Подобное надругательство над природой обеспокоило других членов секции. Йейтс явно не собирался умерять свой пыл, и поэтому его вежливо попросили уйти. Он покинул движение в 1889 году.
В своей знаменитой автобиографии, в разделе "Четыре года: 1887-1891", Йейтс рассматривает свои взаимоотношения с Е.П.Б. [102]. Он говорит также о герметическом ордене "Золотой Рассвет" и об одном из его главных основателей Магрегоре Мейдерсе, каббалисте и теософе, авторе книги "Разоблаченная Каббала" [103]. Когда в 1922 году вышла в свет новая редакция автобиографии Йейтса (под названием "Трепет покрова"), Мойра, жена Мейдерса и сестра известного французского философа Анри Бергсона, возмущённая тем, как анализирует Йейтс жизнь и творчество её покойного мужа, писала поэту:
«[Ваши] неточности могут быть следствием того, что Вы описали события и впечатления многолетней давности, полностью утратив представление об оригинале Вашего портрета... Я также обратила внимание на то, как Вы пишете о Е.П.Б. — другом великом первопроходце, облегчившем путь Вам и мне. Вам так и не удалось разглядеть душу за этими глазами, хотя Вы блистательно описали её оболочку» [104].
Если, однако, судить по отрывкам, приведённым ниже, то и Йейтсу временами удавалось уловить отблеск подлинной сущности Е.П.Б.:
«Вечерами она сидела у маленького столика, покрытого зелёным сукном, и постоянно чертила на нём кусочком белого мела. Она чертила символы, подчас предполагавшие шутливое объяснение, иногда же это были непонятные фигуры, но вообще-то мелок предназначался для записи счёта при раскладывании пасьянсов. Сквозь открытые в залу двери виднелся огромный стол, за которым её последователи и гости, иногда в немалом количестве, собирались вечерами на вегетарианский ужин, а она подбадривала их или посмеивалась над ними из соседней комнаты. Натура великая и страстная... она производила впечатление на любого, кто обладал хоть каким-то внутренним богатством, будь то мужчина или женщина. Она, казалось, не терпела формализма и крайностей абстрактного идеализма в окружавших её людях, так что порой взрывалась, бранясь и щедро раздавая прозвища: "Да вы просто олух, хотя всё ж теософ и собрат...".
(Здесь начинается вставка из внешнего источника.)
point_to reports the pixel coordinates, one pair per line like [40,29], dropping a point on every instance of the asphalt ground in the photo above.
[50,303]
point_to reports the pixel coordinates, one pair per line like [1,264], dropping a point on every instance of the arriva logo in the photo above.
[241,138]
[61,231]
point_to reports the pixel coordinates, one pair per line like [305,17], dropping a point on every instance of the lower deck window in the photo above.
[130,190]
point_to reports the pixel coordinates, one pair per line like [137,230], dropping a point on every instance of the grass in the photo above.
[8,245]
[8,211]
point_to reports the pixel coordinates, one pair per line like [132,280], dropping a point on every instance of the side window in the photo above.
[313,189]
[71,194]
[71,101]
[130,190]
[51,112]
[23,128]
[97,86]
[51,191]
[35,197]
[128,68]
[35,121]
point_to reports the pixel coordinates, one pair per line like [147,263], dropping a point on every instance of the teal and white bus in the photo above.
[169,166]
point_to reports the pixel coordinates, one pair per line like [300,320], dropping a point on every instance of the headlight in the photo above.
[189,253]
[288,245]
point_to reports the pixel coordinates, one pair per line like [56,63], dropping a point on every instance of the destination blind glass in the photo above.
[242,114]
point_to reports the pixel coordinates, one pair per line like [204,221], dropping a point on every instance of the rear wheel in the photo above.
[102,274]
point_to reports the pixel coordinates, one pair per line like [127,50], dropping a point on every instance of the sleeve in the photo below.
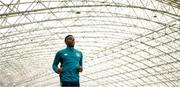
[56,62]
[81,60]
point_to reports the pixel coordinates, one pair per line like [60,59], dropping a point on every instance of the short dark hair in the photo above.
[67,37]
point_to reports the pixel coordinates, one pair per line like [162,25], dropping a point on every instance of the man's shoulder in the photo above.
[77,50]
[61,50]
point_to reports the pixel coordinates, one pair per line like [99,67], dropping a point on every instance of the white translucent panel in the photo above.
[125,43]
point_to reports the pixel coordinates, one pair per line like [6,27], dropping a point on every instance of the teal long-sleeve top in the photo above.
[70,58]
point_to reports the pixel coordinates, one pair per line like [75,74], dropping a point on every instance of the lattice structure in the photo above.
[126,43]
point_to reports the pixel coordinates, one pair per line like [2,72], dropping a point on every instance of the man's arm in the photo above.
[80,67]
[56,62]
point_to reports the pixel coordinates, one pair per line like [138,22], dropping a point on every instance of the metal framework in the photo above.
[126,43]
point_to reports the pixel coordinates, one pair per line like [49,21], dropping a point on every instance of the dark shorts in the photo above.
[70,84]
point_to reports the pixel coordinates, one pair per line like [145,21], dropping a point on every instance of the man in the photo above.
[71,64]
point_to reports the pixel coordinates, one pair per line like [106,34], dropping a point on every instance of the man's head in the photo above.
[69,40]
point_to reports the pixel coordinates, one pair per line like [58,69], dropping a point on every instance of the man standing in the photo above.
[71,64]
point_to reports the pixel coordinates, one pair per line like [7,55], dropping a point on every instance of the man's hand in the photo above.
[59,70]
[80,69]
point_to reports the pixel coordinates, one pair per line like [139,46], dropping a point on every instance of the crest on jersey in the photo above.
[78,55]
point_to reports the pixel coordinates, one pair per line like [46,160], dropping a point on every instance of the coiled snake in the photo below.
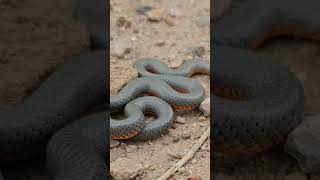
[264,104]
[169,85]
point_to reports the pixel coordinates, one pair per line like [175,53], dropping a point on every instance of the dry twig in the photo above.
[187,157]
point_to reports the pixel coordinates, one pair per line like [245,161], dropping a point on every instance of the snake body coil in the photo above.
[73,88]
[273,103]
[165,83]
[79,150]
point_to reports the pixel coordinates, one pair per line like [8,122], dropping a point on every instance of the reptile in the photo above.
[79,150]
[253,22]
[172,88]
[73,88]
[256,101]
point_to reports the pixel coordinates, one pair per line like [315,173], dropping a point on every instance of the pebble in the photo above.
[203,21]
[197,51]
[186,135]
[221,176]
[205,107]
[176,13]
[303,143]
[182,170]
[202,119]
[175,138]
[146,166]
[121,49]
[160,43]
[220,8]
[131,148]
[194,178]
[295,176]
[180,120]
[169,20]
[155,15]
[193,161]
[114,143]
[124,169]
[142,9]
[175,63]
[123,22]
[175,155]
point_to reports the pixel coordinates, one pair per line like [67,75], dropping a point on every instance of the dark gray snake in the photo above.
[76,86]
[168,85]
[253,22]
[256,101]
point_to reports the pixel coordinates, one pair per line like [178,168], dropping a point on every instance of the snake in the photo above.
[79,150]
[73,88]
[172,90]
[257,102]
[253,22]
[94,15]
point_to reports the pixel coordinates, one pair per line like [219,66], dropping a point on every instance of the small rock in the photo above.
[146,166]
[155,15]
[295,176]
[124,169]
[175,138]
[175,63]
[142,9]
[205,107]
[169,20]
[303,143]
[121,49]
[180,120]
[175,155]
[202,119]
[197,51]
[203,21]
[176,13]
[123,22]
[220,8]
[131,148]
[114,143]
[182,170]
[194,178]
[222,176]
[193,161]
[160,43]
[186,135]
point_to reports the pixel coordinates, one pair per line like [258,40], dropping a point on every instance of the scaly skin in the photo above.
[253,22]
[181,93]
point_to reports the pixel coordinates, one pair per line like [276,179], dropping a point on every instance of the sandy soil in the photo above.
[167,39]
[35,37]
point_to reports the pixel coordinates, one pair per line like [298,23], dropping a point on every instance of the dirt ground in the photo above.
[177,26]
[35,37]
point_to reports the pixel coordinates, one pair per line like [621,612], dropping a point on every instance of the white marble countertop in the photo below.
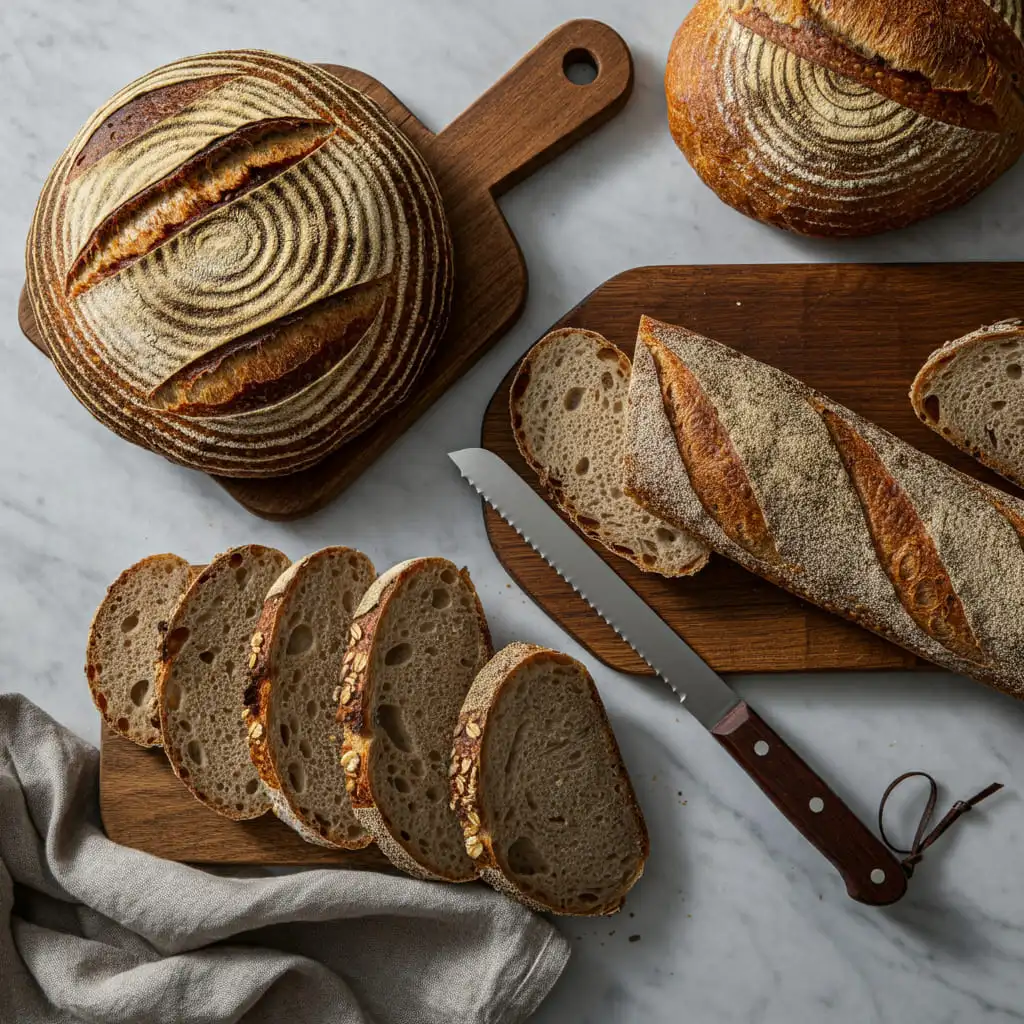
[738,919]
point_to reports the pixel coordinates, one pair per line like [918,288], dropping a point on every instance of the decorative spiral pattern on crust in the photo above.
[302,189]
[788,141]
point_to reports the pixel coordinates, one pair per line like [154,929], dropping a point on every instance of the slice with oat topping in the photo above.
[203,678]
[418,639]
[294,691]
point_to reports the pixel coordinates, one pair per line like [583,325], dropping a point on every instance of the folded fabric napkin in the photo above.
[92,931]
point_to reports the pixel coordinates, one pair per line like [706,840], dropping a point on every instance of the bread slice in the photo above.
[293,693]
[971,391]
[546,805]
[204,675]
[418,640]
[568,414]
[125,642]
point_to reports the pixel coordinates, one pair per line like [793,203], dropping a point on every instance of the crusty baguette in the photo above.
[126,639]
[971,391]
[203,679]
[567,404]
[298,645]
[546,804]
[418,639]
[816,499]
[847,117]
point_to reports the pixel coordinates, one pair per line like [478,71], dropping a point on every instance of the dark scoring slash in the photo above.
[139,115]
[274,360]
[220,173]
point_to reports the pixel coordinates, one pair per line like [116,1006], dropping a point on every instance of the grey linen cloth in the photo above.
[92,931]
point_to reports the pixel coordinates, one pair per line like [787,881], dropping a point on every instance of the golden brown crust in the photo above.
[903,546]
[138,116]
[182,287]
[811,41]
[717,473]
[218,174]
[275,360]
[934,55]
[785,144]
[468,752]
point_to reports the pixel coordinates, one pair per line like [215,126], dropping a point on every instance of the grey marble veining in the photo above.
[737,919]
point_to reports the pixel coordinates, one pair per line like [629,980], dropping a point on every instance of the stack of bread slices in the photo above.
[373,710]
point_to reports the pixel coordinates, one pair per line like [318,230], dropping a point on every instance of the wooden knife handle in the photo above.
[871,873]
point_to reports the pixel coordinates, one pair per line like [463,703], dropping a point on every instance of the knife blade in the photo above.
[870,872]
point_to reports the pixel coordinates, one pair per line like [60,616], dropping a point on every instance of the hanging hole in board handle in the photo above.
[581,67]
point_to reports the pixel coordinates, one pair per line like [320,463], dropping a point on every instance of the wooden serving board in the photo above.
[525,119]
[142,805]
[859,333]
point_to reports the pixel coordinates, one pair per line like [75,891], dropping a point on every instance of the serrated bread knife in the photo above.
[871,873]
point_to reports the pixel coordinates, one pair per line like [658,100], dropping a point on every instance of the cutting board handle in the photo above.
[535,112]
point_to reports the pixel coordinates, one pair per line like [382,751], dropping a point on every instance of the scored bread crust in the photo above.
[467,756]
[93,660]
[942,360]
[262,674]
[840,119]
[217,566]
[280,364]
[857,555]
[356,698]
[628,543]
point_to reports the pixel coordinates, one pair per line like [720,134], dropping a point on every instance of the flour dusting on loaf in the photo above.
[813,511]
[841,119]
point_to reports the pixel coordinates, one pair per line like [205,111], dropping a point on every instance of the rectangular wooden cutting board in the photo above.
[857,332]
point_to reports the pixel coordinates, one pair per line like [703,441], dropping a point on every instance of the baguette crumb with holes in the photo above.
[567,404]
[971,391]
[293,693]
[545,802]
[125,644]
[418,639]
[204,676]
[816,499]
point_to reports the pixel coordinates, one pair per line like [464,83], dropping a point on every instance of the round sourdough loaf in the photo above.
[848,117]
[240,262]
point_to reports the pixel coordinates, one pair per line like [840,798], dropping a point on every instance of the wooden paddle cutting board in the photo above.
[528,117]
[859,333]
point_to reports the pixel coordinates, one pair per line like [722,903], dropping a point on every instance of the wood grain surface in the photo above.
[857,332]
[525,119]
[143,805]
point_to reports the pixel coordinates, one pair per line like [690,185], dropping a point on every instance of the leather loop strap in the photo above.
[922,838]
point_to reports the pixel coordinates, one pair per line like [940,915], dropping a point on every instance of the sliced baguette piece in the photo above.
[125,643]
[293,693]
[418,639]
[546,805]
[971,391]
[568,416]
[814,498]
[204,675]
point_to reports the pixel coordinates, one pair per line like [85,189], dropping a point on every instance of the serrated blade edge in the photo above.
[700,690]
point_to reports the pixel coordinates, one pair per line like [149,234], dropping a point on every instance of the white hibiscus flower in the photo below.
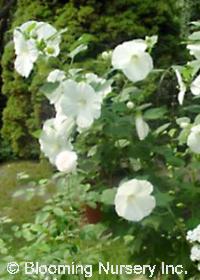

Помимо истово верующих, готовых слушать любые доктрины, чтобы только ещё более укрепляться в пуританских воззрениях своего викторианского детства, с пол-Европы и со всей Америки к ней являлись чудаки, желавшие выговориться. Один американец сказал мне: "Она стала самой знаменитой женщиной в мире как раз потому, что сидела в большом кресле и давала нам говорить".
Одна женщина всё твердила, что несёт в себе "божественную искру", пока г-жа Блаватская наконец не прервала её: "Да, душечка, в вас действительно есть божественная искра, и если зазеваетесь, то услышите, как она захрапит!"...
Почти всегда в ней присутствовала радость, которая... была нелогичной, непредсказуемой и в то же время доброй и терпимой. Как-то вечером я заглянул к ней и не застал её дома, однако её ждали с минуты на минуту. Она выезжала на побережье, чтобы подышать морским воздухом. Наконец она появилась с небольшой свитой последователей, тут же уселась в своё большое кресло и принялась разворачивать свёрток, обёрнутый в коричневую бумагу. Любопытствующие столпились вокруг. Внутри оказалась огромная семейная Библия. "Это подарок моей служанке", — пояснила она. "Как, Библия, и даже без комментариев?" — не удержался кто-то. "Ох, дети мои, — ответила она, — что толку давать лимоны тому, кому хочется апельсинов?"».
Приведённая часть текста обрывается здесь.